Morceau de jade brut
Général
Formule brute jadéite : NaAl(Si2O6)
néphrite : Ca2(Mg, Fe)5((OH,F)Si4O11)2
Identification
Couleur variable
Système cristallin monoclinique
Échelle de Mohs 6,5 - 7
Propriétés optiques
Indice de réfraction 1,660
Biréfringence 0,02
Propriétés chimiques
Densité 3,34
Unités du SI & CNTP, sauf indication contraire.
Boutons antiques en jadéite réalisés à la main (Chine).

Le jade est une pierre gemme très dure et tenace employée en ornementation et en joaillerie.

Son origine étymologique est espagnole : les conquistadors du XVe siècle la baptisèrent piedra de ijada - textuellement pierre pour la fosse (iliaque) : selon la croyance indienne, elle passait pour guérir les maux de reins et les coliques néphrétiques mais aussi pour éloigner les mauvais esprits[2].

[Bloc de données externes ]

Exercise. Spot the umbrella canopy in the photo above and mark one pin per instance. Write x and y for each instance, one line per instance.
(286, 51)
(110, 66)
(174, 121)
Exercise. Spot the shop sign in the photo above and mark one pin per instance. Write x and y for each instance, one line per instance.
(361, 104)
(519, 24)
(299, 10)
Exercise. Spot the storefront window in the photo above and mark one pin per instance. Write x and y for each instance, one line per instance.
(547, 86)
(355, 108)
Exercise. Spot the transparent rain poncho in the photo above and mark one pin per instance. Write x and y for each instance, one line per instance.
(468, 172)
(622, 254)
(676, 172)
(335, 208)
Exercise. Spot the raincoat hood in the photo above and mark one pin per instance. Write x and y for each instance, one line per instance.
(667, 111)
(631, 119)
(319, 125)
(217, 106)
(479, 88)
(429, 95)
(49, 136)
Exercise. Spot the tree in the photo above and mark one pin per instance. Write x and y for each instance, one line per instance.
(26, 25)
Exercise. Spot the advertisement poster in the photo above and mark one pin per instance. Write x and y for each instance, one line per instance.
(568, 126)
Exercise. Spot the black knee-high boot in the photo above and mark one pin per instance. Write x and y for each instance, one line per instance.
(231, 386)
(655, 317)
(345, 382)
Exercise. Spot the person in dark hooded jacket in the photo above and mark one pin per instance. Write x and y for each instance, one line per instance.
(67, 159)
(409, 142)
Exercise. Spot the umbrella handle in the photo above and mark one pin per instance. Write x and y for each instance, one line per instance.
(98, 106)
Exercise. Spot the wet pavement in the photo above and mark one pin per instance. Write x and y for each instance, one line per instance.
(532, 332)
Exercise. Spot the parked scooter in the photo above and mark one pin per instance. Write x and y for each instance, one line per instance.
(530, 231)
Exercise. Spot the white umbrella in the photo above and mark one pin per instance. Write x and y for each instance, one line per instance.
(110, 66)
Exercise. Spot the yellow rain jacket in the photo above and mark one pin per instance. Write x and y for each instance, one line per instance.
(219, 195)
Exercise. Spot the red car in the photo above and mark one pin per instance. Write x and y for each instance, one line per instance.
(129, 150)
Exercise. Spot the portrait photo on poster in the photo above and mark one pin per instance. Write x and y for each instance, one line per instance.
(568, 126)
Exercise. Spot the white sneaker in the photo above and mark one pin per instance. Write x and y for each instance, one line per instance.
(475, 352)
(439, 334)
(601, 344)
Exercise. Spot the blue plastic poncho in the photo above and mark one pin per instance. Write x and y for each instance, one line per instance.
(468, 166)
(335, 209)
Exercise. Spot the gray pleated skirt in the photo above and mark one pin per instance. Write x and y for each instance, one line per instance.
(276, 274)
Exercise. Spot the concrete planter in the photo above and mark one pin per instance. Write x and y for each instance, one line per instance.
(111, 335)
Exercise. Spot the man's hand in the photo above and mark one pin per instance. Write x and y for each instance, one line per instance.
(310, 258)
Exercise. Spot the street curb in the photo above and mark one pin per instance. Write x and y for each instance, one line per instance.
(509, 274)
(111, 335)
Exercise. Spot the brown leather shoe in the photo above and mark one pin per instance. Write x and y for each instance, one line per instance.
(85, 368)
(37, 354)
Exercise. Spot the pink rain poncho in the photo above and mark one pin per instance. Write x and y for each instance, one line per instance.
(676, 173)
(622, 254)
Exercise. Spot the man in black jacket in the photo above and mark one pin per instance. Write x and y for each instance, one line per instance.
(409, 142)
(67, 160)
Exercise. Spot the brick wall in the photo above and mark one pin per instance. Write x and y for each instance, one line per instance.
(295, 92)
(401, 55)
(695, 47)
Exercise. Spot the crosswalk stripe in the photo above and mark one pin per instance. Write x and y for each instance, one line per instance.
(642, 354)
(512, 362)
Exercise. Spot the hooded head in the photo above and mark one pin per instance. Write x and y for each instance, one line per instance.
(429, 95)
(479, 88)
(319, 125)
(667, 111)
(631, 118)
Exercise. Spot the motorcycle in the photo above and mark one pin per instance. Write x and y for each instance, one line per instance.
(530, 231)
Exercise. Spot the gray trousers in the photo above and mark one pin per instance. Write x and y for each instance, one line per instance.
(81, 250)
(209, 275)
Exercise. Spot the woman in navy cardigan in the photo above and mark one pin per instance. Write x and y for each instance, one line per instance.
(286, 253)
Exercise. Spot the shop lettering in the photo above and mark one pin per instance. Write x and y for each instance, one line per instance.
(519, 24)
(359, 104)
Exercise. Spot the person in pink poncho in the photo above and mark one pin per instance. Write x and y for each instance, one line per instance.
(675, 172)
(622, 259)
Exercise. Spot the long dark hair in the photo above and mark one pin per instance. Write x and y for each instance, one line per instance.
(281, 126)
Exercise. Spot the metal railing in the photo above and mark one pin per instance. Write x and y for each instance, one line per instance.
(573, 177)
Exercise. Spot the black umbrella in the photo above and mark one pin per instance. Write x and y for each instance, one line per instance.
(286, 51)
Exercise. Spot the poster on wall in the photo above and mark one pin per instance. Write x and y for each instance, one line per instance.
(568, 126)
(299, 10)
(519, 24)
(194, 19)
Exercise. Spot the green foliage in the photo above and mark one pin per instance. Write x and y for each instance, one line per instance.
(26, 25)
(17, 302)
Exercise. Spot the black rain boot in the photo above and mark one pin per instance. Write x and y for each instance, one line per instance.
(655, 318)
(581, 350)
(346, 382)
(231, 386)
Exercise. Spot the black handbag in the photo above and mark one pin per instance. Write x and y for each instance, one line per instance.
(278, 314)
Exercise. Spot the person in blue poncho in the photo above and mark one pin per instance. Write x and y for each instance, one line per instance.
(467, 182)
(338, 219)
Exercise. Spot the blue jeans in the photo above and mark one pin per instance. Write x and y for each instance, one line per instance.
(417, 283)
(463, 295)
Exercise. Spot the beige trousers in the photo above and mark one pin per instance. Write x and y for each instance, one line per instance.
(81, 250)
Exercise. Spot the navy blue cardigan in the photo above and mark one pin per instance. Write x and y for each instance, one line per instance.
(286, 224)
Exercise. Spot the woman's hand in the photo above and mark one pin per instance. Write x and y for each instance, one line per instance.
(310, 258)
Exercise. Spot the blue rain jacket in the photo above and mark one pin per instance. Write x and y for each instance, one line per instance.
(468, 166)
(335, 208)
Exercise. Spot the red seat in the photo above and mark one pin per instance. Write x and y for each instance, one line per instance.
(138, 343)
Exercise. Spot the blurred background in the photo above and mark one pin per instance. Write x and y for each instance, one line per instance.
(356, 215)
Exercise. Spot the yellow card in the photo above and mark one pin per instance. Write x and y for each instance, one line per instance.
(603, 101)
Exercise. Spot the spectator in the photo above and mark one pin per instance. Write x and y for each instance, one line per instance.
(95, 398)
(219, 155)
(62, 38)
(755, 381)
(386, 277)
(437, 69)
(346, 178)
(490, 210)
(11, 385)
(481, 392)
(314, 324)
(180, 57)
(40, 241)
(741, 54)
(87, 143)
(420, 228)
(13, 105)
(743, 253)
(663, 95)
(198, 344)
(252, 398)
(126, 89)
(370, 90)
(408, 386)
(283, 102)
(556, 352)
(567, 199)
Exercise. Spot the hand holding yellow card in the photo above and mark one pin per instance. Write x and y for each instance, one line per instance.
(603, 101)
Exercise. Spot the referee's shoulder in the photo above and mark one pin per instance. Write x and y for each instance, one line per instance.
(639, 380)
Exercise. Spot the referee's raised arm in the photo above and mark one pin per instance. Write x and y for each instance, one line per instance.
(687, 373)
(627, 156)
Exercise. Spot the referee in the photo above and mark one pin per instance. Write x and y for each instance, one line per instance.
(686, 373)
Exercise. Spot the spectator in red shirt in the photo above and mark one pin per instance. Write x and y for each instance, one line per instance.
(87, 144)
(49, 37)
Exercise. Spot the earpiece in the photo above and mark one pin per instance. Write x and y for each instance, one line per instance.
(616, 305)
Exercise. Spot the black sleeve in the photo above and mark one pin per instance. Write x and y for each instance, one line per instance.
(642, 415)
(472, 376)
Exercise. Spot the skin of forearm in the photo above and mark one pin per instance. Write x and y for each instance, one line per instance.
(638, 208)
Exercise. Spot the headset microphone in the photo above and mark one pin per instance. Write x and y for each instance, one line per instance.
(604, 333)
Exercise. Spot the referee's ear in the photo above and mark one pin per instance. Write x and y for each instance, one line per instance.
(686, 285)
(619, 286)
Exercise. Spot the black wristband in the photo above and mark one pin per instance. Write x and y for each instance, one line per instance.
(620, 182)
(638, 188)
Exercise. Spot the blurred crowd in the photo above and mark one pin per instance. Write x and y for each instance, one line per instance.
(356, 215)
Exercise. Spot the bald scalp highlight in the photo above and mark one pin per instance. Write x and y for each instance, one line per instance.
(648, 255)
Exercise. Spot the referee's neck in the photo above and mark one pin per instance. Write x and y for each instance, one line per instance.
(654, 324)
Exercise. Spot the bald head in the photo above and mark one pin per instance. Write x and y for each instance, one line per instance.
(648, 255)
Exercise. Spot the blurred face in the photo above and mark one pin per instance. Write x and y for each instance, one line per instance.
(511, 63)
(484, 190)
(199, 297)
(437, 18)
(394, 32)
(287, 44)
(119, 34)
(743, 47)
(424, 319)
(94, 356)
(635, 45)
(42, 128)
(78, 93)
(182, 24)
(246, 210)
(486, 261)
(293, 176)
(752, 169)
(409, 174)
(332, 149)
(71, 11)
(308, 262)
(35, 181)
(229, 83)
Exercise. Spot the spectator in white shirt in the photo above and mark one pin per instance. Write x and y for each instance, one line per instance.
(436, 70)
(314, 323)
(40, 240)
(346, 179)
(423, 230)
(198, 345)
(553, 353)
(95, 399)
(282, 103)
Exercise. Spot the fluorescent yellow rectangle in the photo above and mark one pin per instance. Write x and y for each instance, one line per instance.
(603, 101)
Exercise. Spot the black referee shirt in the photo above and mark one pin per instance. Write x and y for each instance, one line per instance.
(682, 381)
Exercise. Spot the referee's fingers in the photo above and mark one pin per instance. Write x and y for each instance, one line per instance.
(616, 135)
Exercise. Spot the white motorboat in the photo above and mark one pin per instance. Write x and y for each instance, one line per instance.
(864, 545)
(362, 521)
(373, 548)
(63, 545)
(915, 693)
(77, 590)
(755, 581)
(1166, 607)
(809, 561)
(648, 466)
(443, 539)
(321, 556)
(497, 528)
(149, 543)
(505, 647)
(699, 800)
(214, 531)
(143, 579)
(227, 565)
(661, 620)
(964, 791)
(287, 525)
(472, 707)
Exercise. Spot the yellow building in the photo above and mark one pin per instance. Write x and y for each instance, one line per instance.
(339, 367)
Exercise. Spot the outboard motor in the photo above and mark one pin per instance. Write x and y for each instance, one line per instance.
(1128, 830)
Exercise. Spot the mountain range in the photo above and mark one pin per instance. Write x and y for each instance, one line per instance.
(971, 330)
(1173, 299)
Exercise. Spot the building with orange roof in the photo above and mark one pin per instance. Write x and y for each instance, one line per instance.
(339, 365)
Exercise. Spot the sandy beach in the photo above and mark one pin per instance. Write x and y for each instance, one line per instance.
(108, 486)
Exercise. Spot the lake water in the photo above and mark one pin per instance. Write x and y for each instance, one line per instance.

Le jade désigne en fait trois minéraux distincts pouvant avoir une apparence semblable : la jadéite, la néphrite et le kosmochlor. Initialement les deux minéraux premiers ne sont pas différenciés. Les noms jade et néphrite ont la même origine : lapis nephriticus est l'équivalent latin de l'espagnol piedra de ijada, c'est-à-dire pierre du flanc, en référence à son utilisation par les peuples mésoaméricains pour guérir divers maux internes, dont les problèmes néphrétiques[3]. C'est en 1863 qu'Alexis Damour décrit et nomme la jadéite[4], après avoir observé une variété de jade dont la composition différait radicalement de celle d'une autre variété qu'il avait étudiée en 1846 (i.e. néphrite) et identifiée comme appartenant à la famille des trémolites[5]. On distingue depuis :

  • le jade néphrite composé essentiellement de néphrite, un silicate de calcium et magnésium du groupe des amphiboles, assez commun.
  • le jade jadéite composé essentiellement de jadéite, un silicate de sodium et aluminium du groupe des pyroxènes, plus dur, plus dense, plus rare et considéré comme plus précieux.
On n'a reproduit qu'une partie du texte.